Now analysts are talking about a two-tier economy, with consumers fairly confident and presumably willing to spend, but businesses skeptical about the future as they find it more difficult to profit from sales to Europe, China and other countries.
Since last year, some analysts have warned that recession in Europe and a slowing China would take a toll on large U.S. companies that depend on selling products in those markets. But when companies reported solid quarterly earnings early this year, cautious analysts looked like they were crying wolf.
Investors became emboldened, especially after the Federal Reserve announced a new round of stimulus in early September, and European Central Bank President Mario Draghi promised to do whatever it would take to help Europe escape its debt crisis.
Today, however, much of Europe is in recession, European leaders still haven't fulfilled Draghi's promises, and U.S. companies are starting to show the pain. Only about 39 percent have beat sales anticipated by analysts, according to strategist Ed Yardeni. "It's the worst reading since the fourth quarter of 2008," he said.
Companies are having trouble selling products to Europe and Asia, where economies have slowed along with China. In addition, the relatively strong U.S. dollar has been a drag when sales abroad are converted back to dollars.
"Concerns about the economic environment have left business confidence in a very fragile position," said Nathan Sheets, Citigroup global economist.
Noted Moody's Analytics economist John Lonski: "No one has been able to convincingly argue what might soon rejuvenate business sales."
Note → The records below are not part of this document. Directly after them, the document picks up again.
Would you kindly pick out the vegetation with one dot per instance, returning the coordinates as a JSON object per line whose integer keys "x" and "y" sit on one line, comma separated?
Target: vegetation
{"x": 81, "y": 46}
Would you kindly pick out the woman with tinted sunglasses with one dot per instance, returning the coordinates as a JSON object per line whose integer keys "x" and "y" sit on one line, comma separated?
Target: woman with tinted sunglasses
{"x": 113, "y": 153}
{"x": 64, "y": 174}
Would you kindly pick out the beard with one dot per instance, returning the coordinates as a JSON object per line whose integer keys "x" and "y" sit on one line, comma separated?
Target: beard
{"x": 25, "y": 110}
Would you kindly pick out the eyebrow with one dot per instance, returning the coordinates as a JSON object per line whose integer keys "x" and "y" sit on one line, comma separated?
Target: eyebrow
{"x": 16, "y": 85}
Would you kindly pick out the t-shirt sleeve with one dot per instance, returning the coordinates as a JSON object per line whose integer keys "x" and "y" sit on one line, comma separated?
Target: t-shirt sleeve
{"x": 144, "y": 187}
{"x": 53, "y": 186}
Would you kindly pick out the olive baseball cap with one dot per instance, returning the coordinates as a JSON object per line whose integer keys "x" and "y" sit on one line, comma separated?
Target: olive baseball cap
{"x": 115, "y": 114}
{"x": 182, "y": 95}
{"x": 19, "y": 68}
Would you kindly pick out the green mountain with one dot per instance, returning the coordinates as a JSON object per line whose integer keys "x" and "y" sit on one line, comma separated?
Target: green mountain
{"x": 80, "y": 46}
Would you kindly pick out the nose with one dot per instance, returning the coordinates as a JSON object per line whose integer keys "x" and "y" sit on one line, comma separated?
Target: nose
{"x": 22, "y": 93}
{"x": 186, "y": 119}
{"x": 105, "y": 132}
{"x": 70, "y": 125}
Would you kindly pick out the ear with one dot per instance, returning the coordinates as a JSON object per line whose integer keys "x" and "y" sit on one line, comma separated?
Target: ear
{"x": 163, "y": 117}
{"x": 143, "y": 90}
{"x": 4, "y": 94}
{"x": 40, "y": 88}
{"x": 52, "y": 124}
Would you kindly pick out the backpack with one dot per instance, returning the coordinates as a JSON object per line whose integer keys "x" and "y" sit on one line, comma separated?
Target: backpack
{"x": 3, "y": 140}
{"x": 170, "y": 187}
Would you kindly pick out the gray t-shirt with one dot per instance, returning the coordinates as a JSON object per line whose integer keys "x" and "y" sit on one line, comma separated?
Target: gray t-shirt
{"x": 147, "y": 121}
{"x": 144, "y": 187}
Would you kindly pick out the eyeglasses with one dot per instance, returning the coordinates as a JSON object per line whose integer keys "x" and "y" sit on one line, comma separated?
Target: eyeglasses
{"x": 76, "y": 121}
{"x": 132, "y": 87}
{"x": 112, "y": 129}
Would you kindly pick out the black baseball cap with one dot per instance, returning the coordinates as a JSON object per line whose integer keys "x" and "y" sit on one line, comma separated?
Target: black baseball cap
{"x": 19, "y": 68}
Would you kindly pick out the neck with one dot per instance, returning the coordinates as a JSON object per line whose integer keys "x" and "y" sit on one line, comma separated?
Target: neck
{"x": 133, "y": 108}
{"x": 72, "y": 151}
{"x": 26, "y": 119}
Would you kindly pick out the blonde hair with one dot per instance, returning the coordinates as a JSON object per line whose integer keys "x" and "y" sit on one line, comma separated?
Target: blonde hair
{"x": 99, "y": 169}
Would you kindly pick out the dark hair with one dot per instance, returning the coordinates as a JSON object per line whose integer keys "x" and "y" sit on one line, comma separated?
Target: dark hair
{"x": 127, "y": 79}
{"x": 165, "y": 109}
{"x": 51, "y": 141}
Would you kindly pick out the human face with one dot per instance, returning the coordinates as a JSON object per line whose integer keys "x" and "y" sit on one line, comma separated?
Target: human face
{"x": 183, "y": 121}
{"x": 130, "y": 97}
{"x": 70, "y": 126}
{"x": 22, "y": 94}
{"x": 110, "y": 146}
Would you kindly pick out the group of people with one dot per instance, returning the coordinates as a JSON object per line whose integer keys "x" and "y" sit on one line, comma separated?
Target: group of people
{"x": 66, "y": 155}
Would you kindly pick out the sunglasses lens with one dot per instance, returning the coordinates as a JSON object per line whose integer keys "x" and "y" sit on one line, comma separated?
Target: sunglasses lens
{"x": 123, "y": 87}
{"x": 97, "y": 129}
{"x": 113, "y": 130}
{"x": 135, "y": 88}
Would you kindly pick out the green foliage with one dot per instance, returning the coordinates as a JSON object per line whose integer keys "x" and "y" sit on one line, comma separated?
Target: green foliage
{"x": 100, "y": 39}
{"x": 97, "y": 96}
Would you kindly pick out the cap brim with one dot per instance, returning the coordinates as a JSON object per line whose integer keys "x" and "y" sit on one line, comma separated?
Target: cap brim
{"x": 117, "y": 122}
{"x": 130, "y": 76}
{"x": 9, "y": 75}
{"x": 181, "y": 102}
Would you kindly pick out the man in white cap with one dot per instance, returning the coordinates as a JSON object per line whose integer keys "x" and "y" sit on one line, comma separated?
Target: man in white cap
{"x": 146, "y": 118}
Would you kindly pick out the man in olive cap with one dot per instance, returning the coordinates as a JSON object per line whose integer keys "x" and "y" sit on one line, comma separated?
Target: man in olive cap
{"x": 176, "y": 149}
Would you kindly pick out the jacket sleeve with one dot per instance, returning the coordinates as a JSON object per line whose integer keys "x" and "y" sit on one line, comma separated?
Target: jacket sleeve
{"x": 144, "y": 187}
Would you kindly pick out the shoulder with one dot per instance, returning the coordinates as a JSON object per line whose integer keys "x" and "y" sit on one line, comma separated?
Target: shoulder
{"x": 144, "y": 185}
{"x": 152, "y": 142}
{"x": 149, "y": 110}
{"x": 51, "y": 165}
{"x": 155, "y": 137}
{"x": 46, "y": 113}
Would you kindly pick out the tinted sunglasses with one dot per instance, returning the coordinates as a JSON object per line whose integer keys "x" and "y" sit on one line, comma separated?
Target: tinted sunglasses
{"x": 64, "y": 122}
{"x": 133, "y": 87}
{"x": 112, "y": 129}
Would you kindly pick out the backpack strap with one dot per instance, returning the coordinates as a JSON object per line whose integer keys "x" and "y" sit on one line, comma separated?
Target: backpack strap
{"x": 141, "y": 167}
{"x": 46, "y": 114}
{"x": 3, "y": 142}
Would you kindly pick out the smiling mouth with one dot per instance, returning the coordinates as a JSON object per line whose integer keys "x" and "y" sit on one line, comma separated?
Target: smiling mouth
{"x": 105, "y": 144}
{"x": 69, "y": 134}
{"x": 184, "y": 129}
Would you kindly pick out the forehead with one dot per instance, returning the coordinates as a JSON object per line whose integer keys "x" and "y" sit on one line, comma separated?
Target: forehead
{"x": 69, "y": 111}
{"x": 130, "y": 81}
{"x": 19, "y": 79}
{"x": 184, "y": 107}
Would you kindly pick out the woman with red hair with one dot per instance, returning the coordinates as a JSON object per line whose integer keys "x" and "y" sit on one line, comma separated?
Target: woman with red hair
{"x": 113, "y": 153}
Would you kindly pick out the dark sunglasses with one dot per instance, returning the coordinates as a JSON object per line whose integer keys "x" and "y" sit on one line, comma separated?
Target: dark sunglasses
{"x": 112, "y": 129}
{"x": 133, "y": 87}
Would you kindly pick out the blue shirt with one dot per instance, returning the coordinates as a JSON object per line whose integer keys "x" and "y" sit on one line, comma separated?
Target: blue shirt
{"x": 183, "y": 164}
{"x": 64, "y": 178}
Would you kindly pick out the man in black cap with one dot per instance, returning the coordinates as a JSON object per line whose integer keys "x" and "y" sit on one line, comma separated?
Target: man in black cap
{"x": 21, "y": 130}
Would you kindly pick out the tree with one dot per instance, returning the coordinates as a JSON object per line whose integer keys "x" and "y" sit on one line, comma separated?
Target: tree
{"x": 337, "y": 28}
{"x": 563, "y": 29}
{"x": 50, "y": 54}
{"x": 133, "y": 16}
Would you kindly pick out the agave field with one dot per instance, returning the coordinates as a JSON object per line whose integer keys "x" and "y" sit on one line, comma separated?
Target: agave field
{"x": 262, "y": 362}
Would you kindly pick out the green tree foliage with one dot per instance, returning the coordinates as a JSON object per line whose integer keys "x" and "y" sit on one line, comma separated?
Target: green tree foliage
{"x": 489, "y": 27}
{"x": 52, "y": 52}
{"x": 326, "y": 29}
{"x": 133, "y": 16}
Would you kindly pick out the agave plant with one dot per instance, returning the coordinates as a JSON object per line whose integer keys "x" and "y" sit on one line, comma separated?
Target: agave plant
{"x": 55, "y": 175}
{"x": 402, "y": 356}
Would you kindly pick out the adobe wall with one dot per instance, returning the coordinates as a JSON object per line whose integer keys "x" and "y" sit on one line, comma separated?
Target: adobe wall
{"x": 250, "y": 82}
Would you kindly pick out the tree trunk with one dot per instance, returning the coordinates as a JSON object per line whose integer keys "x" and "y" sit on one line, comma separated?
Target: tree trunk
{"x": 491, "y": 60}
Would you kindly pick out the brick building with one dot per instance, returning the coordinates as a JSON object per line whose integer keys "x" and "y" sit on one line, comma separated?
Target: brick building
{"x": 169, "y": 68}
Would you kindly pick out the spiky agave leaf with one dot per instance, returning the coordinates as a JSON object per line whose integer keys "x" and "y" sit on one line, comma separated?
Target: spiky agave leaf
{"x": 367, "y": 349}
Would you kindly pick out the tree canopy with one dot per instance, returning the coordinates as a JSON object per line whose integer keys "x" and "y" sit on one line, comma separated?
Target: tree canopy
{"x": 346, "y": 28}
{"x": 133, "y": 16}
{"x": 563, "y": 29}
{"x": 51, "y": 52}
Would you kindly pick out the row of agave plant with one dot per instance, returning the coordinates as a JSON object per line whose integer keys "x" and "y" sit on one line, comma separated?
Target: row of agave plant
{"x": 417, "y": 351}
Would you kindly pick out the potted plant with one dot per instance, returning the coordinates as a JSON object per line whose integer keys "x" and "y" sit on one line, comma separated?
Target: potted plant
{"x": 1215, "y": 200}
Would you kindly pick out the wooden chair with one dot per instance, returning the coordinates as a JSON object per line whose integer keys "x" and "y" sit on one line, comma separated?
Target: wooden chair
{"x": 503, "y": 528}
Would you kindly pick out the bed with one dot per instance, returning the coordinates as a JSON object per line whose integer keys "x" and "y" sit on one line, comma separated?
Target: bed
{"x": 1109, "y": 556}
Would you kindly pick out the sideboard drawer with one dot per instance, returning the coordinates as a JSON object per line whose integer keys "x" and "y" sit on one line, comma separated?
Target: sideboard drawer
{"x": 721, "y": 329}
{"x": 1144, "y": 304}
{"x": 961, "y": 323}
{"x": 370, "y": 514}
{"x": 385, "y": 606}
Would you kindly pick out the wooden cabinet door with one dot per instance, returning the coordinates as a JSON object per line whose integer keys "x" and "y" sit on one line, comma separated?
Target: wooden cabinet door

Earnings disappointments have been broad-based, including for consumer companies such as McDonald's, but also Google, IBM, General Electric, 3M, UPS and Microsoft.
Both globally and in the U.S., the issue has been "weak consumer demand" and "a lack of more robust business investment," said Ken Goldstein, economist for the Conference Board.
Caterpillar, when it reported earnings, noted that global demand hadn't been growing at the pace it anticipated. So it lowered its expectations for sales this year to $66 billion, from about $68 billion. For 2013, the company said sales could be between 5 percent below this year's and 5 percent above, but the company is not expecting a recession.
Illinois Tool Works also noted that international demand continued to slow and that revenue was hampered by currency translation.
McDonald's, which does business globally, noted after disappointing earnings for the second and third quarters that demand is challenging in every major region. Chief Executive Don Thompson said that after the economic crisis began in 2008, few people thought the environment would still be as "uncertain and fragile" as it is today.
With the pressures for restaurants, Citigroup analyst Gregory Badishkanian said McDonald's is going back to its "value focus" with a $1 menu. While the company can gain customers that way, Badishkanian says it will put pressure on margins.
McDonald's isn't the only restaurant chain under pressure. Chipotle also surprised investors by reporting that consumers are pinching pennies.
Technology has been among the harder-hit sectors. Besides global economic issues, some companies face changes in demand based on new preferences such as iPads and smartphones rather than personal computers.
Still, while the earnings reports have startled investors, analysts say that many U.S. companies are equipped to weather tougher times.
"Unlike the two most recent market peaks in 2000 and 2007, U.S. stock fundamentals remain in excellent shape," said BMO Capital Markets strategist Brian Belski.
That might mitigate a sharp fall in the stock market, but stocks are bound to decline when corporate profits are deficient. Even the mighty Fed can't make up for that.